Moral of the story for those wondering:

*Don't f***ing leave your husband if you don't know what the f*** you're getting yourself into you immoral idiot*


----------



## Darrien (Mar 22, 2012)

> She left you and is living with another man, is that right?
> 
> Who gives a rat's ass that she's "genuinely distressed"??


Thanks Kindi

I do believe I'm starting to wake up now out of all this emotional crap.


----------



## Plan 9 from OS (Jul 13, 2012)

synthetic said:


> Moral of the story for those wondering:
> 
> *Don't f***ing leave your husband if you don't know what the f*** you're getting yourself into you immoral idiot*


I'm sure this moral is used by a number of WS who want to keep their spouses around as fall back plans in case they find out their affair partner is not as great as originally thought. 

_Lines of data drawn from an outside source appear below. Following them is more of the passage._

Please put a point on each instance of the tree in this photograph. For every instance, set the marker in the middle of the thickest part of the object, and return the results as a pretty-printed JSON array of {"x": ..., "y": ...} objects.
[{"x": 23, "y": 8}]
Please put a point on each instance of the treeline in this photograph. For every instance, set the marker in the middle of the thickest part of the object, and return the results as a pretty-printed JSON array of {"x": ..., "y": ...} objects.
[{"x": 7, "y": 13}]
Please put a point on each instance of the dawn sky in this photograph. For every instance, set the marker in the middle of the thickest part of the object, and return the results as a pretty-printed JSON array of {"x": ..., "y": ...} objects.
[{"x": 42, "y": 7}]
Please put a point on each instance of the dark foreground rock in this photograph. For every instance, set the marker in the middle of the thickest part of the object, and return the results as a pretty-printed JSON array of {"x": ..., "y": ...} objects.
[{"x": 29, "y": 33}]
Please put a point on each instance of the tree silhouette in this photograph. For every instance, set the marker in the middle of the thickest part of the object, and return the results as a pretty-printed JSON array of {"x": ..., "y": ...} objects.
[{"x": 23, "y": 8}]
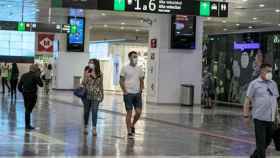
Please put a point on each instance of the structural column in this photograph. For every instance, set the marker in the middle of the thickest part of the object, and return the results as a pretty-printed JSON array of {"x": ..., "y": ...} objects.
[{"x": 169, "y": 68}]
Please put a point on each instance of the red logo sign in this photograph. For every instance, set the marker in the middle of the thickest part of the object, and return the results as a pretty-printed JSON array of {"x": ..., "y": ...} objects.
[
  {"x": 153, "y": 43},
  {"x": 45, "y": 42}
]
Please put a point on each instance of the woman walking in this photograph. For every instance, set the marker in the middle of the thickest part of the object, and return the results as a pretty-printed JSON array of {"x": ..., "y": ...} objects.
[
  {"x": 14, "y": 80},
  {"x": 93, "y": 83}
]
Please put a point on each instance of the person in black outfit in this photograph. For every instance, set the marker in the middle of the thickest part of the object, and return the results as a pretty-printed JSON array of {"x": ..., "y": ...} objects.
[
  {"x": 14, "y": 80},
  {"x": 28, "y": 86}
]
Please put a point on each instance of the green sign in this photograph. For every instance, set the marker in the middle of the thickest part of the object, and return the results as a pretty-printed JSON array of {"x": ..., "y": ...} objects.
[
  {"x": 21, "y": 26},
  {"x": 56, "y": 3},
  {"x": 204, "y": 8},
  {"x": 119, "y": 5},
  {"x": 73, "y": 29}
]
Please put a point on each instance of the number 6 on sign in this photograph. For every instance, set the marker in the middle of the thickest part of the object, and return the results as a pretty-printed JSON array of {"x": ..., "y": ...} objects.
[{"x": 152, "y": 5}]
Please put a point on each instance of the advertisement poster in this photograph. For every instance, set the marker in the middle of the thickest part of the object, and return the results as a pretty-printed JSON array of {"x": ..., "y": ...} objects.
[{"x": 45, "y": 42}]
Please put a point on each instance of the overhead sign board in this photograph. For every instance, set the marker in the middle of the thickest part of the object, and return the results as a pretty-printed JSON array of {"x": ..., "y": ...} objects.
[
  {"x": 79, "y": 4},
  {"x": 34, "y": 27},
  {"x": 185, "y": 7}
]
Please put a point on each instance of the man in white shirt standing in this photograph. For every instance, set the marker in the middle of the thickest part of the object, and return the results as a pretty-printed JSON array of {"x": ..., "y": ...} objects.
[{"x": 132, "y": 84}]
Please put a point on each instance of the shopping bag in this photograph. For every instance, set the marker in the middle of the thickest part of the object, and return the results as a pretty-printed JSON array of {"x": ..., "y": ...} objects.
[{"x": 80, "y": 92}]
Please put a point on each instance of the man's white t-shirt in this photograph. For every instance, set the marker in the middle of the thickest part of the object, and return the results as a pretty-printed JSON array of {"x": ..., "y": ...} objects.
[{"x": 132, "y": 76}]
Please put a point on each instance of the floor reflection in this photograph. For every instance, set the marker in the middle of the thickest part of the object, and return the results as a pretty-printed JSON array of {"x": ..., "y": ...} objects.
[{"x": 163, "y": 130}]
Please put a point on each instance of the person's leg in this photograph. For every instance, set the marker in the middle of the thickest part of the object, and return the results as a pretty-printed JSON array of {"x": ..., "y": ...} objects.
[
  {"x": 260, "y": 132},
  {"x": 27, "y": 110},
  {"x": 128, "y": 100},
  {"x": 137, "y": 102},
  {"x": 3, "y": 84},
  {"x": 87, "y": 106},
  {"x": 95, "y": 107},
  {"x": 6, "y": 83},
  {"x": 269, "y": 134}
]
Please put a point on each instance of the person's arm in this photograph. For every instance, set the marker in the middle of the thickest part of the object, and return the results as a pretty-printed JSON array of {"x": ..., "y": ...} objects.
[
  {"x": 122, "y": 84},
  {"x": 142, "y": 83},
  {"x": 39, "y": 82},
  {"x": 248, "y": 100},
  {"x": 246, "y": 107},
  {"x": 122, "y": 81},
  {"x": 20, "y": 85},
  {"x": 101, "y": 87}
]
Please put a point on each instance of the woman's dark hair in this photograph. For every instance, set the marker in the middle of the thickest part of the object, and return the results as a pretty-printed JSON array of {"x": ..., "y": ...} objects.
[
  {"x": 97, "y": 67},
  {"x": 14, "y": 68},
  {"x": 50, "y": 67}
]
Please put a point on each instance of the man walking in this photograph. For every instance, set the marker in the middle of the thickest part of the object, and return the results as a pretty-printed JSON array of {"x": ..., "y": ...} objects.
[
  {"x": 28, "y": 86},
  {"x": 262, "y": 96},
  {"x": 132, "y": 84}
]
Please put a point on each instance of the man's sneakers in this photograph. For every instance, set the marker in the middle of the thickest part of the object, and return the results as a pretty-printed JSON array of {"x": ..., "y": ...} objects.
[
  {"x": 130, "y": 136},
  {"x": 133, "y": 130},
  {"x": 30, "y": 128}
]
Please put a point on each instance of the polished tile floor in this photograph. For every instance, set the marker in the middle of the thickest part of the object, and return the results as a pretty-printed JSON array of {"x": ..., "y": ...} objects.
[{"x": 170, "y": 131}]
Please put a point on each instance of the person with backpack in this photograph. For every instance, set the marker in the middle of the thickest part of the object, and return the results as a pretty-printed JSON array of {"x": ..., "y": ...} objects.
[
  {"x": 5, "y": 75},
  {"x": 28, "y": 86},
  {"x": 14, "y": 80},
  {"x": 93, "y": 83}
]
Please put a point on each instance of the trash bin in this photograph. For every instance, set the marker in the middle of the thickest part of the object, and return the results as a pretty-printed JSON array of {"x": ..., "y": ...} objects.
[
  {"x": 187, "y": 94},
  {"x": 76, "y": 82}
]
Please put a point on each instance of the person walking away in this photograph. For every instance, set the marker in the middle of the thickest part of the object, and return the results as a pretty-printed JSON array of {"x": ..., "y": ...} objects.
[
  {"x": 5, "y": 75},
  {"x": 28, "y": 86},
  {"x": 47, "y": 78},
  {"x": 93, "y": 82},
  {"x": 132, "y": 84},
  {"x": 210, "y": 92},
  {"x": 14, "y": 80},
  {"x": 262, "y": 96}
]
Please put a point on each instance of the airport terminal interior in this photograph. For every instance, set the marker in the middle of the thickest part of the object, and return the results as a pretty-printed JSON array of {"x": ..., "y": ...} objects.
[{"x": 182, "y": 48}]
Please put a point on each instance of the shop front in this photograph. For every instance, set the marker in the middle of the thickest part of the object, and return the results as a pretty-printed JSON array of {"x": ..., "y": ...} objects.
[{"x": 233, "y": 60}]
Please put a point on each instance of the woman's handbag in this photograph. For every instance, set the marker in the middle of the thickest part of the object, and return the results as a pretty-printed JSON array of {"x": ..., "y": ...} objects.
[{"x": 80, "y": 92}]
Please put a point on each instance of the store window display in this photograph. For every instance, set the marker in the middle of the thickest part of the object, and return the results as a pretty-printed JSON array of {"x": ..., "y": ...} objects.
[{"x": 116, "y": 57}]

I assume you meant that spouses should curb the thoughts of leaving their marriage unless they are absolutely sure that they want a new start, regardless of consequences.


----------



## Darrien (Mar 22, 2012)

Sadwithtwolittlegirls said:


> WOW... that's crazy..
> 
> Your feelings for her are totally gone it seems now...


Yeah after 30 years of being in love with her she is sleeping in an other man's bed with his c**k in her hand.
And I'm expected to love her still?

F**k that.


----------



## Dadwithtwolittlegirls (Jul 23, 2012)

WOW.. your more mad than I am..


----------



## Ano (Jun 7, 2012)

Yay! Good for you!


----------



## Darrien (Mar 22, 2012)

Sadwithtwolittlegirls said:


> WOW.. your more mad than I am..


Hey Sad, I understand your position man.
It's very hard to switch off the love you have felt for somebody and the good times and memories.
It's so hard to move on when all you wanted out of life is what you thought you had and thought it was forever.

My wife has totally devastated our family, split us all up over this after having a pretty ok and happy life with us all.

Wrecked everything for a guy that earns no money has no responsibilities in life and is going nowhere.

Kids hate her now.

How did she get into that frame of mind?
F**k knows.
But she did and she is still not happy.
Go figure cos I sure can't.


----------



## Conrad (Aug 6, 2010)

How was her childhood?


----------



## Darrien (Mar 22, 2012)

Absolutely "normal" Conrad, as was mine.
Not rich, not poor, no trauma.
Just "normal" whatever that means?


----------



## Darrien (Mar 22, 2012)

> WOW.. your more mad than I am..


Not as easy as that Sad.
Of course I still have the memories.
Just facing up to reality and stopping kidding myself.

I'm not a sap though. Have been through many tough times and fought my own way up.

Never thought it would have applied to the woman I loved though.

So I'm not triumphant in any way, shape or form as Andy always says. LOL!


----------